Domino monitors every model API’s health and ability to respond to new inference requests. When you update the health check settings, the model API automatically restarts.
-
Navigate to Endpoints.
-
Select a model API, then adjust the fields in Settings > Advanced:
- Initial delay
-
The time (in seconds) that Domino waits before a new model API can receive incoming requests. Change the value of this setting to delay the initialization of a model API.
- Health check period
-
How often (in seconds) Domino checks the model API health. Health check period x Failure threshold must be greater than the Override request timeout from the timeout settings.
- Timeout settings
-
The time (in seconds) that Domino lets an inference request take before timing it out. In the timeout case, Domino responds with
504 Gateway Timeout
. The default is 60 seconds. You must restart the model API for timeout setting changes to take effect. - Health check timeout
-
The length of time (in seconds) that Domino waits before it considers a health check request as failed.
- Failure threshold
-
If this number of consecutive health check requests fails, Domino considers the model API instance unrecoverable and restarts it.
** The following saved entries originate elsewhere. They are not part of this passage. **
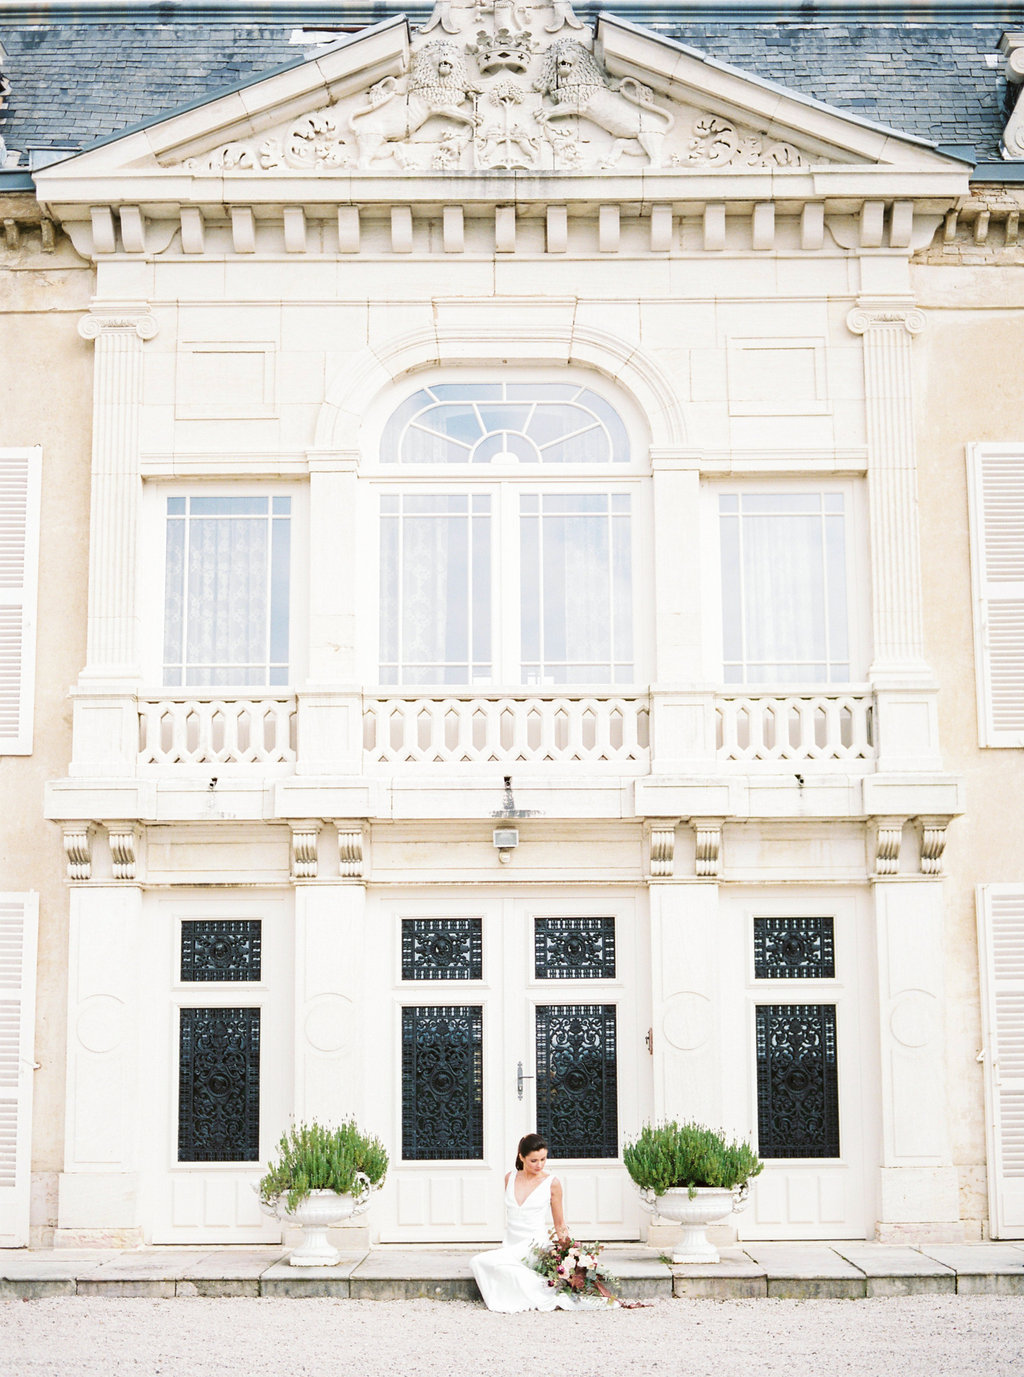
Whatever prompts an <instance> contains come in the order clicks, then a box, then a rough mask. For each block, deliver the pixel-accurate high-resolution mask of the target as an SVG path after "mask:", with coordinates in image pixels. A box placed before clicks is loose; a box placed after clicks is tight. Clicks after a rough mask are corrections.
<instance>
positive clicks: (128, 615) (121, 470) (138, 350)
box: [78, 307, 157, 683]
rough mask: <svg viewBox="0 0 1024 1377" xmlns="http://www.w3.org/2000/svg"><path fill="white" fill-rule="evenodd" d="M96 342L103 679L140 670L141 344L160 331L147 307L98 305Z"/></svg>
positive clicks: (96, 321)
mask: <svg viewBox="0 0 1024 1377" xmlns="http://www.w3.org/2000/svg"><path fill="white" fill-rule="evenodd" d="M78 333H80V335H81V337H83V339H87V340H95V346H96V354H95V365H94V384H92V386H94V406H92V509H91V515H89V621H88V653H87V666H85V671H84V676H83V677H85V679H91V680H103V682H105V683H110V682H118V680H125V679H132V680H134V679H136V677H138V673H139V664H138V657H139V647H138V611H136V581H138V574H136V547H138V526H139V498H140V481H139V412H140V408H142V348H143V341H145V340H150V339H153V336H154V335H156V333H157V322H156V318H154V317H153V315H150V314H149V311H146V310H145V307H140V308H138V310H134V311H125V313H118V314H113V313H109V311H103V310H100V308H96V310H94V311H92V313H91V314H89V315H85V317H84V318H83V319H81V321H80V322H78Z"/></svg>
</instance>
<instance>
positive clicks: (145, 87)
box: [0, 3, 1024, 165]
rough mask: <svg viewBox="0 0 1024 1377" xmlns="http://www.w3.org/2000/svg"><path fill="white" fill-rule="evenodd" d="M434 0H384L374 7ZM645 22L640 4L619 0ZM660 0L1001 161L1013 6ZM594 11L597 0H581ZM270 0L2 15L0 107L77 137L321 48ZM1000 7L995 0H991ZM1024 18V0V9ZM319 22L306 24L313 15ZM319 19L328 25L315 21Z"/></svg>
mask: <svg viewBox="0 0 1024 1377" xmlns="http://www.w3.org/2000/svg"><path fill="white" fill-rule="evenodd" d="M403 8H405V10H406V12H409V14H410V17H412V18H413V21H414V22H416V19H417V18H420V17H423V14H425V12H427V11H425V10H424V8H413V7H402V6H399V4H384V6H381V4H377V6H374V7H373V14H372V15H370V14H369V12H367V15H366V18H367V21H369V19H370V18H374V19H380V18H384V17H387V14H388V12H390V14H395V12H402V11H403ZM607 8H608V10H610V11H611V12H614V14H619V15H622V17H623V18H630V19H634V21H636V22H640V23H643V22H644V18H643V14H641V12H639V11H637V12H630V8H629V6H615V4H614V3H612V4H608V7H607ZM666 8H668V7H666V6H662V7H661V12H659V18H658V19H657V21H655V22H652V23H651V22H648V28H651V29H654V30H657V32H659V33H663V34H666V36H669V37H673V39H677V40H679V41H681V43H685V44H688V45H690V47H694V48H699V50H701V51H703V52H706V54H709V55H712V56H714V58H718V59H720V61H724V62H728V63H731V65H734V66H738V67H742V69H745V70H749V72H750V73H753V74H756V76H760V77H767V78H769V80H772V81H776V83H779V84H782V85H787V87H790V88H791V90H794V91H797V92H801V94H804V95H809V96H813V98H815V99H818V101H823V102H826V103H827V105H833V106H835V107H837V109H840V110H849V112H852V113H855V114H859V116H862V117H863V118H867V120H874V121H877V123H879V124H885V125H889V127H892V128H896V129H903V131H906V132H907V134H914V135H918V136H919V138H925V139H929V140H932V142H935V143H940V145H959V146H965V145H966V146H973V147H974V150H976V157H977V160H979V161H998V158H999V151H998V150H999V135H1001V134H1002V129H1003V125H1005V123H1006V101H1007V92H1006V81H1005V78H1003V74H1002V58H999V56H998V48H999V36H1001V34H1002V32H1003V30H1005V29H1006V28H1007V22H1006V18H1005V14H1006V11H1005V8H1003V7H1001V8H999V11H998V17H996V18H990V19H988V21H985V19H984V18H983V17H984V12H985V11H984V10H981V8H980V10H979V18H977V21H974V22H965V21H952V19H936V21H933V22H907V21H902V22H879V21H874V19H871V21H863V22H862V21H856V22H842V21H841V19H840V18H837V17H835V15H834V12H830V15H829V18H819V19H815V21H804V19H787V21H785V22H783V21H780V22H774V23H767V22H750V21H749V19H746V18H743V17H742V15H739V14H738V18H736V19H735V21H734V22H723V21H717V19H716V21H699V19H696V18H694V17H687V15H685V14H683V12H681V11H680V18H679V21H676V19H673V18H672V17H670V15H669V17H665V18H662V17H663V15H665V14H666ZM577 10H578V12H579V14H581V17H588V15H589V17H590V18H592V17H593V15H595V14H596V7H595V6H578V7H577ZM56 12H58V11H56V8H55V7H54V8H51V11H50V14H51V15H55V14H56ZM268 14H271V15H273V7H270V8H268V10H263V11H260V15H262V17H260V18H259V19H256V21H252V22H249V23H244V22H237V21H233V22H224V21H220V22H217V21H216V19H213V18H211V19H209V21H206V19H195V21H189V22H186V21H172V22H164V23H161V22H157V18H156V17H154V18H149V19H145V18H140V19H138V21H134V22H102V23H96V22H92V23H88V22H81V21H74V19H72V18H70V17H69V18H67V22H56V19H44V21H41V22H25V21H21V22H15V21H7V22H6V21H0V44H3V48H4V50H6V52H7V56H6V59H4V62H3V72H4V76H7V78H8V80H10V83H11V94H10V96H8V107H7V109H6V110H3V112H0V135H1V136H3V138H4V139H6V142H7V146H8V149H17V150H22V154H23V157H22V165H25V164H26V161H28V150H30V149H33V147H36V149H39V147H43V149H47V147H54V149H56V147H61V149H66V147H72V149H80V147H85V146H88V145H89V143H94V142H96V140H98V139H100V138H106V136H109V135H111V134H117V132H118V131H121V129H127V128H129V127H131V125H134V124H139V123H142V121H147V120H151V118H153V117H154V116H158V114H161V113H165V112H171V110H175V109H179V107H182V106H186V105H191V103H195V102H198V101H202V99H204V98H208V96H212V95H213V94H216V92H220V91H223V90H230V88H234V87H238V85H241V84H244V83H246V81H250V80H252V78H253V77H256V76H257V74H260V73H264V72H267V70H274V69H278V67H282V66H286V65H293V63H296V62H301V61H303V58H304V56H306V55H307V54H308V52H310V51H312V47H314V45H312V43H311V44H310V45H308V47H303V44H296V43H293V41H290V40H292V37H293V34H295V33H296V30H297V29H299V23H297V22H296V19H295V18H293V17H284V15H282V17H281V22H270V21H268V18H266V17H267V15H268ZM990 14H991V15H995V14H996V11H990ZM1013 26H1014V28H1021V29H1024V7H1021V11H1020V23H1016V25H1013ZM312 28H314V25H307V29H312ZM318 32H322V30H318Z"/></svg>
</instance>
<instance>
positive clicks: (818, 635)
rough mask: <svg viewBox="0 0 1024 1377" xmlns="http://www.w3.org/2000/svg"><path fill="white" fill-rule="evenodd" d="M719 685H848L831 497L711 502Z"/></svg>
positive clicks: (788, 496) (735, 495)
mask: <svg viewBox="0 0 1024 1377" xmlns="http://www.w3.org/2000/svg"><path fill="white" fill-rule="evenodd" d="M718 523H720V540H721V598H723V677H724V680H725V683H848V682H849V677H851V631H849V613H848V598H846V511H845V496H844V493H841V492H778V493H764V492H758V493H721V494H720V497H718Z"/></svg>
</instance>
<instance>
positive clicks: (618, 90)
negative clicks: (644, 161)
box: [534, 39, 676, 168]
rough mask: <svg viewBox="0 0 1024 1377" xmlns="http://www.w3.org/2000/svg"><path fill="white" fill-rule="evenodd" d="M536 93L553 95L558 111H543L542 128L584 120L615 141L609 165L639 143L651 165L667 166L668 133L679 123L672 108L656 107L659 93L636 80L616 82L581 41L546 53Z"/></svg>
mask: <svg viewBox="0 0 1024 1377" xmlns="http://www.w3.org/2000/svg"><path fill="white" fill-rule="evenodd" d="M534 91H540V92H541V95H549V96H551V98H552V101H553V102H555V109H553V110H546V109H545V110H538V112H537V118H538V121H540V123H541V124H549V123H551V121H552V120H562V118H566V117H568V116H584V117H585V118H588V120H589V121H590V123H592V124H596V125H597V127H599V128H601V129H606V131H607V132H608V134H611V135H612V138H614V139H615V142H614V143H612V146H611V149H610V150H608V156H607V157H606V160H604V167H611V165H612V164H614V162H618V160H619V158H621V157H622V153H623V151H625V147H626V145H628V143H630V142H633V143H639V145H640V147H641V149H643V151H644V153H646V154H647V157H648V160H650V164H651V167H655V168H657V167H661V161H662V145H663V142H665V135H666V134H668V132H669V129H670V128H672V127H673V124H674V123H676V121H674V118H673V116H672V114H670V113H669V112H668V110H661V109H658V106H657V105H655V103H654V92H652V91H651V88H650V87H646V85H643V84H641V83H640V81H636V80H634V78H633V77H623V78H622V80H621V81H611V80H608V77H606V76H604V73H603V72H601V69H600V67H599V65H597V61H596V59H595V58H593V55H592V54H590V52H588V50H586V48H585V47H584V45H582V43H577V41H575V39H559V41H557V43H553V44H552V45H551V48H548V52H546V55H545V62H544V70H542V73H541V77H540V80H538V81H535V83H534Z"/></svg>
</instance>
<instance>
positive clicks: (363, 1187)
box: [259, 1120, 388, 1209]
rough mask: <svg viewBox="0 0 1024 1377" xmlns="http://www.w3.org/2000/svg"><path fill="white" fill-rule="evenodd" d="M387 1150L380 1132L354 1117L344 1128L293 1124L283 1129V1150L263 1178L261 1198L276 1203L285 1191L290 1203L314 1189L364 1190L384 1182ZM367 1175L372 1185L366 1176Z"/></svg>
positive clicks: (365, 1189)
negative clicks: (380, 1139) (375, 1131)
mask: <svg viewBox="0 0 1024 1377" xmlns="http://www.w3.org/2000/svg"><path fill="white" fill-rule="evenodd" d="M387 1169H388V1154H387V1151H385V1148H384V1144H383V1143H381V1140H380V1139H378V1137H367V1136H366V1135H365V1133H361V1132H359V1129H358V1126H356V1124H355V1120H348V1121H347V1122H344V1124H341V1125H340V1128H325V1126H323V1125H322V1124H317V1122H312V1124H293V1125H292V1128H290V1129H289V1131H288V1132H286V1133H282V1135H281V1142H279V1143H278V1155H277V1158H275V1159H273V1161H271V1162H270V1166H268V1169H267V1175H266V1176H264V1177H263V1179H262V1180H260V1186H259V1190H260V1199H262V1201H263V1202H264V1205H273V1203H274V1202H275V1201H278V1199H281V1198H282V1197H285V1198H286V1201H288V1208H289V1209H295V1206H296V1205H297V1203H299V1202H300V1201H304V1199H306V1197H307V1195H308V1194H310V1191H337V1192H339V1194H341V1195H361V1194H362V1192H363V1191H365V1190H367V1188H369V1190H373V1188H376V1187H377V1186H380V1184H381V1181H383V1180H384V1176H385V1173H387ZM361 1176H363V1177H366V1180H367V1181H369V1187H367V1186H366V1183H365V1181H363V1180H362V1179H361Z"/></svg>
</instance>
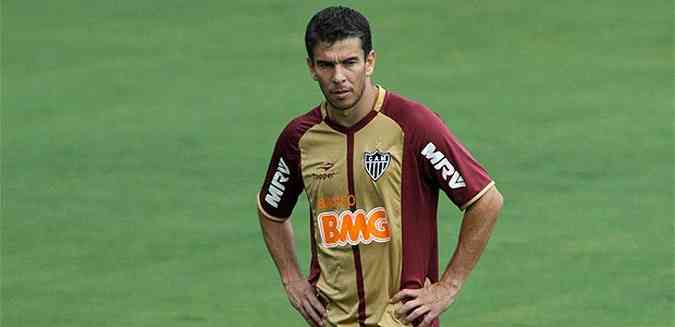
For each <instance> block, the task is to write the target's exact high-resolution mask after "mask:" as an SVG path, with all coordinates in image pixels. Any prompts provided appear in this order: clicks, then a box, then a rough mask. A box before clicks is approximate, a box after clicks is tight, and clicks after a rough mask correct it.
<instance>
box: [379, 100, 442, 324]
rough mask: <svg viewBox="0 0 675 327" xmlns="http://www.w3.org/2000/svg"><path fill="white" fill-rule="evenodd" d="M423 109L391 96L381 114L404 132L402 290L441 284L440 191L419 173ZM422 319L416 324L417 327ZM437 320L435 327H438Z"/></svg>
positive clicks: (422, 117) (436, 320)
mask: <svg viewBox="0 0 675 327" xmlns="http://www.w3.org/2000/svg"><path fill="white" fill-rule="evenodd" d="M421 107H422V106H421V105H419V104H417V103H414V102H412V101H409V100H407V99H405V98H403V97H401V96H399V95H397V94H395V93H392V92H387V97H386V98H385V100H384V104H383V105H382V110H381V111H380V112H381V113H383V114H384V115H386V116H388V117H390V118H391V119H393V120H394V121H395V122H396V123H398V124H399V125H400V126H401V128H402V129H403V133H404V135H405V139H404V144H403V163H402V167H401V170H402V172H401V225H402V226H401V228H402V241H403V258H402V261H403V267H402V270H401V284H400V288H401V289H406V288H408V289H418V288H422V286H424V281H425V279H426V278H429V280H431V281H432V282H436V281H437V280H438V249H437V244H438V243H437V227H436V208H437V204H438V193H439V192H438V189H436V188H433V187H430V186H429V183H427V182H426V181H424V180H423V179H422V177H421V175H420V174H419V173H417V172H418V171H419V169H420V168H421V167H419V166H418V161H417V160H416V159H417V157H418V156H419V153H418V151H417V149H418V148H419V145H418V143H419V142H421V141H423V140H418V139H415V138H414V137H411V136H414V135H415V134H416V133H415V132H414V131H415V130H416V129H420V128H424V127H425V125H424V122H425V121H426V117H424V115H423V114H424V112H425V111H426V110H420V108H421ZM420 320H421V319H417V320H416V321H414V322H413V325H414V326H417V325H418V324H419V322H420ZM438 325H439V321H438V319H435V320H434V321H433V322H432V324H431V326H432V327H438Z"/></svg>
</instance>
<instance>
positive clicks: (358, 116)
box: [326, 83, 378, 127]
mask: <svg viewBox="0 0 675 327" xmlns="http://www.w3.org/2000/svg"><path fill="white" fill-rule="evenodd" d="M377 94H378V89H377V87H375V86H374V85H373V84H371V83H366V88H365V90H363V96H361V99H360V100H359V101H358V102H357V103H356V104H354V106H353V107H351V108H348V109H335V108H333V106H331V104H330V102H326V113H327V114H328V117H330V119H331V120H333V121H334V122H336V123H338V124H340V125H342V126H344V127H351V126H352V125H354V124H356V123H358V122H359V121H360V120H361V119H363V117H365V116H366V115H368V113H369V112H370V111H371V110H373V107H374V106H375V101H376V100H377Z"/></svg>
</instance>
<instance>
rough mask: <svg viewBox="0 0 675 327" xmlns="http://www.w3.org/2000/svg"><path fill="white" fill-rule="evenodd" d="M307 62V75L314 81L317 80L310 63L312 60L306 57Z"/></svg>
mask: <svg viewBox="0 0 675 327" xmlns="http://www.w3.org/2000/svg"><path fill="white" fill-rule="evenodd" d="M306 62H307V68H308V69H309V75H310V76H312V79H313V80H315V81H318V80H319V77H318V76H316V70H315V69H314V62H312V59H310V58H309V57H307V59H306Z"/></svg>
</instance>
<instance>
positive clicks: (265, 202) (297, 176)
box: [258, 126, 303, 221]
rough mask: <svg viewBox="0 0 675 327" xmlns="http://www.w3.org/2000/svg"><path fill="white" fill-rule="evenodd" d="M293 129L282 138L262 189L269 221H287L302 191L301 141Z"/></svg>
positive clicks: (261, 207) (270, 165)
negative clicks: (300, 193) (296, 136)
mask: <svg viewBox="0 0 675 327" xmlns="http://www.w3.org/2000/svg"><path fill="white" fill-rule="evenodd" d="M291 129H292V127H291V126H289V127H287V128H286V129H284V131H283V132H282V133H281V135H279V138H278V139H277V142H276V145H275V147H274V152H273V153H272V158H271V159H270V163H269V167H268V168H267V174H266V175H265V180H264V182H263V185H262V188H261V189H260V192H259V193H258V208H259V209H260V211H261V212H262V213H263V214H264V215H265V216H266V217H267V218H269V219H272V220H277V221H285V220H286V219H288V218H289V217H290V216H291V213H292V212H293V208H294V207H295V204H296V203H297V201H298V196H299V195H300V193H301V192H302V189H303V184H302V176H301V174H300V163H299V160H300V155H299V149H298V142H297V139H296V138H295V137H293V131H292V130H291Z"/></svg>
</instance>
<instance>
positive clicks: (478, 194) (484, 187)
mask: <svg viewBox="0 0 675 327" xmlns="http://www.w3.org/2000/svg"><path fill="white" fill-rule="evenodd" d="M494 186H495V182H494V181H491V182H490V183H489V184H488V185H486V186H485V187H484V188H483V190H481V191H480V192H478V194H476V195H475V196H474V197H473V198H471V200H469V201H467V202H466V203H464V205H462V206H461V207H460V209H461V210H462V211H464V210H466V208H468V207H469V206H470V205H472V204H473V203H474V202H476V201H478V199H480V198H481V197H482V196H483V194H485V192H487V191H489V190H490V189H491V188H493V187H494ZM258 201H259V200H258Z"/></svg>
Domino offers multiple logs for troubleshooting and auditing your model APIs.
Check the Logs column for a specific model API version to view build, export, instance, or deployment logs.
-
Build Logs - Events that happened to build the image. See the build definition and metadata needed to complete the build.
-
Export Logs - Export details for the model API.
-
Instance Logs - Logs related to individual containers for a given model API instance. View all model APIs and all containers or filter the information by model API and container.
-
Deployment Logs - Chronological events related to the deployment. These events include heartbeats, jobs, deployments, and Kubernetes events. Inspect payloads that contain pod and status information. Container status information identifies where images are in the deployment and indicates their state.